One important thing to note is that $H(p, q) \neq H(q, p)$. So going back to our example of using the cross entropy as a per-example loss function, how do we remember which of the distributions takes which role? I.e., how do we remember, without re-deriving the thing from the negative log likelihood, whether we should we computing

$-\sum_{j=1}^{M} y_j \log{\hat{y}_j}$

or

$-\sum_{j=1}^{M} \hat{y}_j \log{y_j}$.

The way I remember it is using the intuition from above. In the expression for cross entropy, the distribution that we take the element-wise logarithm of is the one that we used to generate our coding scheme, i.e., it is the distribution that we think the data follows. We can remember this by remembering the idea that the base-2 log of the (inverse) probability for each possible outcome measures the number of yes/no questions we have to ask (each time bisecting the probability space) in order to determine that that outcome occurred. To calculate the average number of questions we have to ask, we just weight each number by the true probability of each outcome. Clearly $\hat{\boldsymbol{y}}$ represents the distribution that the network/model believes the data follows, and $\boldsymbol{y}$ is the actual data, and so is the true distribution.

K-L divergence

The Kullback-Leibler (K-L) divergence is the number of additional bits, on average, needed to encode an outcome distributed as $g(x)$ if we use the optimal encoding for $f(x)$. Using the above definitions for cross entropy and entropy we see that the K-L divergence is

$\mathrm{D}_{KL}(g\mid \mid f) = \mathrm{H}(g, f) - \mathrm{H}(g) = -(\sum_{x}g(x)\log f(x)-\sum_{x}g(x)\log g(x))$.

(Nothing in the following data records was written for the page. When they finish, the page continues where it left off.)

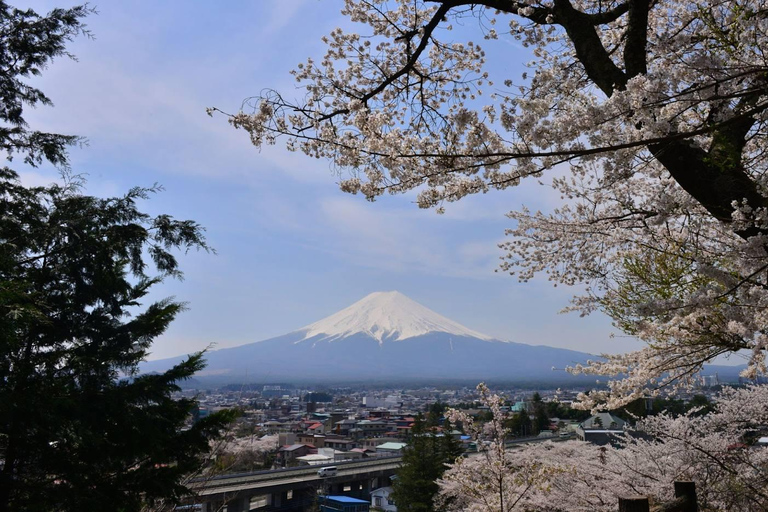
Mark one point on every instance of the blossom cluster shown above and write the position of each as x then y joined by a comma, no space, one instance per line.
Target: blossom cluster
709,450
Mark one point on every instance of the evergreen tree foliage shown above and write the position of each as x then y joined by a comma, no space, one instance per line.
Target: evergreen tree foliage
28,43
425,460
79,428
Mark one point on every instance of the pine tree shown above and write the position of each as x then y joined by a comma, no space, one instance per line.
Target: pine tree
79,428
425,460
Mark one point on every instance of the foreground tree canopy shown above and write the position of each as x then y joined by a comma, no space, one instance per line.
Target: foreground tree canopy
657,108
78,429
714,450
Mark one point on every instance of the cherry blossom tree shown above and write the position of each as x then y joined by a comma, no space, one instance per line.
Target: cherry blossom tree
579,476
656,110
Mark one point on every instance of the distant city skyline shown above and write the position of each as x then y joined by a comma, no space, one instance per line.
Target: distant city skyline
292,248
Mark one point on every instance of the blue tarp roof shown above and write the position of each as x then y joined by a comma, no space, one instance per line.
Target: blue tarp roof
346,499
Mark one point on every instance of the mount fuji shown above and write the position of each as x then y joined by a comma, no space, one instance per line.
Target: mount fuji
384,337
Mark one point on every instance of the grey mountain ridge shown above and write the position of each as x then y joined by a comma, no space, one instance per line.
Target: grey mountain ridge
367,342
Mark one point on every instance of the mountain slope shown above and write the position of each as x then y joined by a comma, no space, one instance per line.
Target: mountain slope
385,336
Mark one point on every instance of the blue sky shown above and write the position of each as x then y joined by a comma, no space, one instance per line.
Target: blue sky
291,247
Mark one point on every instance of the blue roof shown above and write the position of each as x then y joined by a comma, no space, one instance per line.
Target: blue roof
347,499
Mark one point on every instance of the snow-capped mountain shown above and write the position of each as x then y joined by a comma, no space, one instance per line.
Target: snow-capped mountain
385,316
383,337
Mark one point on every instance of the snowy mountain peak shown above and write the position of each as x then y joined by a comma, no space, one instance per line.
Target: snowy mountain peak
386,316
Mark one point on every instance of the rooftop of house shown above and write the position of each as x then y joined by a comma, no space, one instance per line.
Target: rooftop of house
391,446
603,421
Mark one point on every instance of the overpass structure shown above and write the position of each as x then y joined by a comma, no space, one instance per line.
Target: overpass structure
292,489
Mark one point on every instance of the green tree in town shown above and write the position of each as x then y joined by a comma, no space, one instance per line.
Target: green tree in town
425,460
79,428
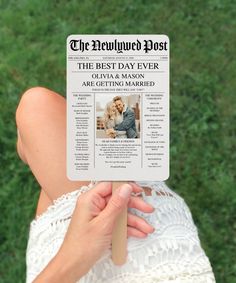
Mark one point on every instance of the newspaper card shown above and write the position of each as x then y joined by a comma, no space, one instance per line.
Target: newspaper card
118,107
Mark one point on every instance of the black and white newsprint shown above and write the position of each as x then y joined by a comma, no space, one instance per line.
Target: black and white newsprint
118,107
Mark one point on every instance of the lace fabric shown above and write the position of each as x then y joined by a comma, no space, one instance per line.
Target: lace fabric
172,254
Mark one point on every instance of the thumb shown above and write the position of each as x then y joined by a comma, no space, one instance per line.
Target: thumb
117,203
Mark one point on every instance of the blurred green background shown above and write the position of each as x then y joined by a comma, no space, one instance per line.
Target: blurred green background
203,107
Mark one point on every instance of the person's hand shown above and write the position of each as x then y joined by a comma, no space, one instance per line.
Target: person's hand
90,230
111,133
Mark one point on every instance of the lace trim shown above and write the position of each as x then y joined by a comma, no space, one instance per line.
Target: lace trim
58,202
172,254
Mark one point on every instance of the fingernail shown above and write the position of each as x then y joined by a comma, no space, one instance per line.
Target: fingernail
125,191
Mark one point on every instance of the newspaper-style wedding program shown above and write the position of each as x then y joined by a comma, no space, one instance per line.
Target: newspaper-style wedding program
118,107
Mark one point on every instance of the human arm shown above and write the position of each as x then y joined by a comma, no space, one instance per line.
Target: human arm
92,222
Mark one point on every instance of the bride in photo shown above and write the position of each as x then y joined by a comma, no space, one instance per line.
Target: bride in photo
112,118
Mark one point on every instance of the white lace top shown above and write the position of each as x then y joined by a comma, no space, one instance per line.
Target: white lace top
172,254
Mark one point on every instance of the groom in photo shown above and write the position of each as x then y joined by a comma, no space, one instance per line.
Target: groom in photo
127,118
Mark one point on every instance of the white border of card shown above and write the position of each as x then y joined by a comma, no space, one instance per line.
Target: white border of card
118,107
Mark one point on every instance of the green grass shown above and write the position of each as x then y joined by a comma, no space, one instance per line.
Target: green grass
203,107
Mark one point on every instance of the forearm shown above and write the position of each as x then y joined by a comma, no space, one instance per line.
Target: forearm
62,269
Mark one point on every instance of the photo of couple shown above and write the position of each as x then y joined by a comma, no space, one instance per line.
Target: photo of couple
118,117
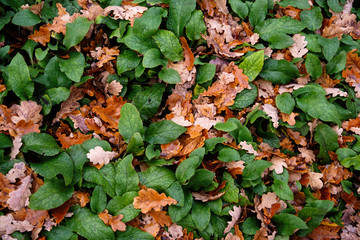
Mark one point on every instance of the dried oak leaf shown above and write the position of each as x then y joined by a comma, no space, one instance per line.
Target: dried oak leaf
19,198
113,221
279,164
235,215
150,199
298,49
99,156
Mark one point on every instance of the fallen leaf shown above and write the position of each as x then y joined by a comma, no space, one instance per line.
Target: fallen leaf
150,199
113,221
235,215
99,156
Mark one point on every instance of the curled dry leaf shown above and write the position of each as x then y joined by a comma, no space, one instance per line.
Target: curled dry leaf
235,215
99,156
150,199
113,221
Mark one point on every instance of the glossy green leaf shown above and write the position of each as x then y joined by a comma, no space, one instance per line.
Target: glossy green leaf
19,78
50,195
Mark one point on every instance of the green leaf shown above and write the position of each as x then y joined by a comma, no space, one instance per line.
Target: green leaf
311,99
301,4
285,103
50,195
258,12
26,18
126,61
126,178
245,98
163,132
312,18
98,200
133,233
231,191
52,166
254,169
283,190
89,225
58,95
200,214
74,66
177,213
279,71
130,122
337,64
41,143
76,31
169,75
153,58
124,205
327,138
253,64
138,42
148,100
149,22
179,14
186,168
329,46
158,178
19,78
286,25
335,5
240,8
104,177
313,65
205,73
169,44
5,19
280,41
195,26
201,178
287,223
5,141
228,155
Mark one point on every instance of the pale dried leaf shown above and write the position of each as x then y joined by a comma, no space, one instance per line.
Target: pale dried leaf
125,12
99,156
315,180
272,112
18,171
114,88
335,92
307,154
248,147
298,49
279,164
235,215
19,198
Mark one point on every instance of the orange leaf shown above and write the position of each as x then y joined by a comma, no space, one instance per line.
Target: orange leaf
189,56
83,197
41,36
150,199
113,221
161,217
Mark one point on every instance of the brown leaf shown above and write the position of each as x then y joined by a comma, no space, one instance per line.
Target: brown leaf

The K-L divergence is often described as a measure of the distance between distributions, and so the K-L divergence between the model and the data might seem like a more natural loss function than the cross-entropy.

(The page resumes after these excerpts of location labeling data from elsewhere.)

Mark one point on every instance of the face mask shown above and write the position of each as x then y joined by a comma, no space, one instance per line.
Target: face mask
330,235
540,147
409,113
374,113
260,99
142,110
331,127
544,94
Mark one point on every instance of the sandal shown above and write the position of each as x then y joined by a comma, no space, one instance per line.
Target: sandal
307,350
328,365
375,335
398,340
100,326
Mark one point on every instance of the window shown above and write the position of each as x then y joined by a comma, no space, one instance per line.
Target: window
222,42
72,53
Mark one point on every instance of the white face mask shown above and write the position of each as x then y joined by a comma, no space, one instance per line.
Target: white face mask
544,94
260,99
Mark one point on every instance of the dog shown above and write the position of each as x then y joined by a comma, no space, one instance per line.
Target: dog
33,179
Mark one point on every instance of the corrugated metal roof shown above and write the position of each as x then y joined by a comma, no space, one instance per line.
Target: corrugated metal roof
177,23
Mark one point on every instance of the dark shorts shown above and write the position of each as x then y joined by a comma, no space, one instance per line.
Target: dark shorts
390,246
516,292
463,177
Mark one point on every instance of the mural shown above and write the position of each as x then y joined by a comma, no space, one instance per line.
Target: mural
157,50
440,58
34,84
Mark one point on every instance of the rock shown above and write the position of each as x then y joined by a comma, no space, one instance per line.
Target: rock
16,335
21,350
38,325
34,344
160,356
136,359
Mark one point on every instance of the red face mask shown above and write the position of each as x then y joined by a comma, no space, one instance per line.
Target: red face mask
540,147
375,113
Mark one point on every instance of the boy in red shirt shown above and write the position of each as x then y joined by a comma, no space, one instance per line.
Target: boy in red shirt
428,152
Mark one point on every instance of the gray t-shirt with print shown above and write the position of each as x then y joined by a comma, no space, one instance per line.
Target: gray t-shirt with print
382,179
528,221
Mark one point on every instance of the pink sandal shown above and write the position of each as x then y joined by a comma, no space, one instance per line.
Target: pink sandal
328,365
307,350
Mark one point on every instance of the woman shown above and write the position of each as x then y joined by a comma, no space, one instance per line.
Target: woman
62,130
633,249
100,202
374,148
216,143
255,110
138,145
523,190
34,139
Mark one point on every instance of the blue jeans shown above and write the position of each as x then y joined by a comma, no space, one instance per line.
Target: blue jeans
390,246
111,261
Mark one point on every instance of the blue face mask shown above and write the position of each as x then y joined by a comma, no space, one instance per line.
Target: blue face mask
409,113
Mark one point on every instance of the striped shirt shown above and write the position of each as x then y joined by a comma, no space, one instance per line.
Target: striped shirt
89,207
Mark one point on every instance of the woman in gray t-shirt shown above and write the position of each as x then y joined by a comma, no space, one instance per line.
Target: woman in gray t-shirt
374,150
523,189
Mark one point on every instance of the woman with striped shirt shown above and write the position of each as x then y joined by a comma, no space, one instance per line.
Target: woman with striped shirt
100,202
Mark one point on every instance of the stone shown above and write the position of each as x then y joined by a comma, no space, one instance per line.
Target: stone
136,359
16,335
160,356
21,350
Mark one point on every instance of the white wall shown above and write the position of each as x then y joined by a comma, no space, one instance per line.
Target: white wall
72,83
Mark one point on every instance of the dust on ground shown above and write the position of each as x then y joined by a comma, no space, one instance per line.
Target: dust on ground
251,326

In our network learning problem, the K-L divergence is

$-(\sum_{j=1}^{M} y_j \log{\hat{y}_j} - \sum_{j=1}^{M} y_j \log{y_j})$.

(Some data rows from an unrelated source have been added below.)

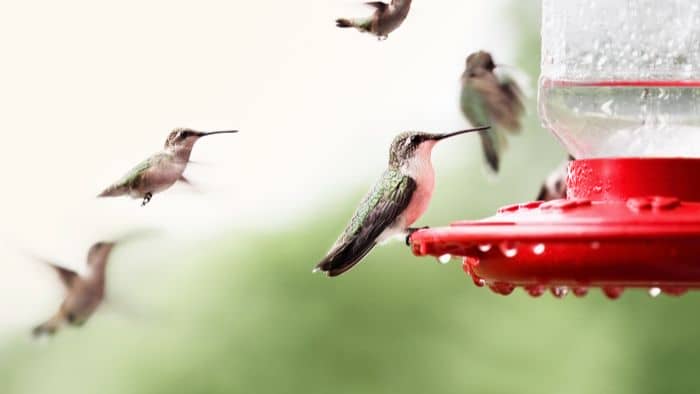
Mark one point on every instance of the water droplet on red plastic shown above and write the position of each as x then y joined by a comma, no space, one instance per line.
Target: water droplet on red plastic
559,292
613,292
509,249
674,291
535,290
502,288
445,258
538,249
580,291
654,292
468,267
484,248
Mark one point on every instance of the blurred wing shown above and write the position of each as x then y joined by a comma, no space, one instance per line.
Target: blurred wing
378,210
474,107
99,252
501,99
379,5
67,276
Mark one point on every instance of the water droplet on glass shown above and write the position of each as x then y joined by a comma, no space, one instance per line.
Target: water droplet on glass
580,291
559,292
484,247
613,292
509,249
535,290
538,249
445,258
654,292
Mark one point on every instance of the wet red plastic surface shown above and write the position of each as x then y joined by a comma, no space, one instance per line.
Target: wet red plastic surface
649,240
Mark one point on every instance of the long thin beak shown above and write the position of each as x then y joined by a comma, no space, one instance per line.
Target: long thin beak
439,137
218,132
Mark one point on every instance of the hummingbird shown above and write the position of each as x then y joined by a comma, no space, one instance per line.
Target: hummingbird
554,187
393,204
386,18
160,171
84,294
490,99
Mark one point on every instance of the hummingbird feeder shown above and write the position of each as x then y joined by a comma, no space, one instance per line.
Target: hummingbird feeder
620,89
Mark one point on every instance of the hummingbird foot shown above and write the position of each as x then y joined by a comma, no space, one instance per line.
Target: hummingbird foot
412,230
147,199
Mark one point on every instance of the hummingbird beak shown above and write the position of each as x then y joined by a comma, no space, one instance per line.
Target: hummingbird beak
439,137
217,132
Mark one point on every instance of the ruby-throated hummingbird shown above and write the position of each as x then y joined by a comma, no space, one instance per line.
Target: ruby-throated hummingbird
554,187
490,99
386,18
160,171
395,202
83,293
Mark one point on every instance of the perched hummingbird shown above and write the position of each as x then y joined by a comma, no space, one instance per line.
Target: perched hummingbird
554,187
83,293
386,18
395,202
490,99
160,171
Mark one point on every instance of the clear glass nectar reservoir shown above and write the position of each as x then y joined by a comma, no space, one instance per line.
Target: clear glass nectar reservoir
621,78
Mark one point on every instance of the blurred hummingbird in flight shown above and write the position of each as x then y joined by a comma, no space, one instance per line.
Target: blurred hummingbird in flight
490,99
160,171
395,202
554,187
84,294
385,19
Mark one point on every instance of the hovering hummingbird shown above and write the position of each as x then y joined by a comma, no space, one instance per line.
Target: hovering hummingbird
162,170
395,202
386,18
84,294
554,187
490,99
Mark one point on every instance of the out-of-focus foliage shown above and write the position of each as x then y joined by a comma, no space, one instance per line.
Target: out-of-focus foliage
250,317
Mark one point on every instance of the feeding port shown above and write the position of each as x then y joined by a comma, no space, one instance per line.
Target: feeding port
620,90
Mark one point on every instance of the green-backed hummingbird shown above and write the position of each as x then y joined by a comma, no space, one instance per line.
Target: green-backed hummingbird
490,99
395,202
84,293
160,171
385,19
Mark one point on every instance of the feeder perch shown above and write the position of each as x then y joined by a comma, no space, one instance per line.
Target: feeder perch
619,88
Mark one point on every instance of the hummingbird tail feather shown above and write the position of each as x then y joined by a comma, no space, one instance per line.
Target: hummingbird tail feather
343,258
113,191
343,23
491,151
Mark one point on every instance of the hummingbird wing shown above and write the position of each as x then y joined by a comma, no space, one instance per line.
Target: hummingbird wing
378,210
475,110
485,100
132,178
380,6
68,277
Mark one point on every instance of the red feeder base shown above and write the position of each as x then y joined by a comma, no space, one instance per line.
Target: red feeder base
625,223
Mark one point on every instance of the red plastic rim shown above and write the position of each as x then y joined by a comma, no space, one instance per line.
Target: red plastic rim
649,240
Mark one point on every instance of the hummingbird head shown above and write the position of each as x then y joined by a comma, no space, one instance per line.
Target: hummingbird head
417,145
184,137
480,60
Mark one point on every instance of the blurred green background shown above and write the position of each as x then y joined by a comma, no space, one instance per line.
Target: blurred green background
250,317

What if we were to use the K-L divergence as the loss function? We can see that the $\sum_{j=1}^{M} y_j \log{y_j}$ term depends only on the (fixed) data, not on the likelihood $\hat{\boldsymbol{y}}$, and so not on the parameters of the model $\boldsymbol{\theta}$. In other words, the value of $\boldsymbol{\theta}$ that minimizes the Kullback-Leibler divergence is the same value that minimizes the cross entropy and the negative log likelihood.

Multiple observations

If we have $N$ independently sampled examples from a training data set, the joint likelihood of the data is just the product of the likelihoods of the individual examples. The joint likelihood is

$\prod_{i=1}^{N}\prod_{j=1}^{M}{\hat{y}_{j}^{(i)}} ^ {y_{j}^{(i)}}$,

where $y_j^{(i)}$ is the target or outcome of the $i$th example, and $\hat{y}_j^{(i)}$ is the likelihood of that outcome according to the model.

The negative log likelihood is

$-\sum_{i=1}^{N}\sum_{j=1}^{M} y_j^{(i)} \log{\hat{y}_j^{(i)}}$.

One source of confusion for me is that I read in a few places "the negative log likelihood is the same as the cross entropy" without it having been specified whether they are talking about a per-example loss function or a batch loss function over a number of examples. As we saw above, the per-example negative log likelihood can indeed be interpreted as cross entropy. However, the negative log likelihood of a batch of data (which is just the sum of the negative log likelihoods of the individual examples) seems to me to be not a cross entropy, but a sum of cross entropies each based on a different model distribution (since the model is conditional on a different $\boldsymbol{x}^{(i)}$ for each $i$).

Edit (19/05/17): I think I was wrong that the expression above isn't a cross entropy; it's the cross entropy between the distribution over the vector of outcomes for the batch of data and the probability distribution over the vector of outcomes given by our model, i.e., $\mathrm{p}(\boldsymbol{y}\mid \boldsymbol{X}, \boldsymbol{\theta})$, with each distribution being conditional on the batch of observed values $\boldsymbol{X}$.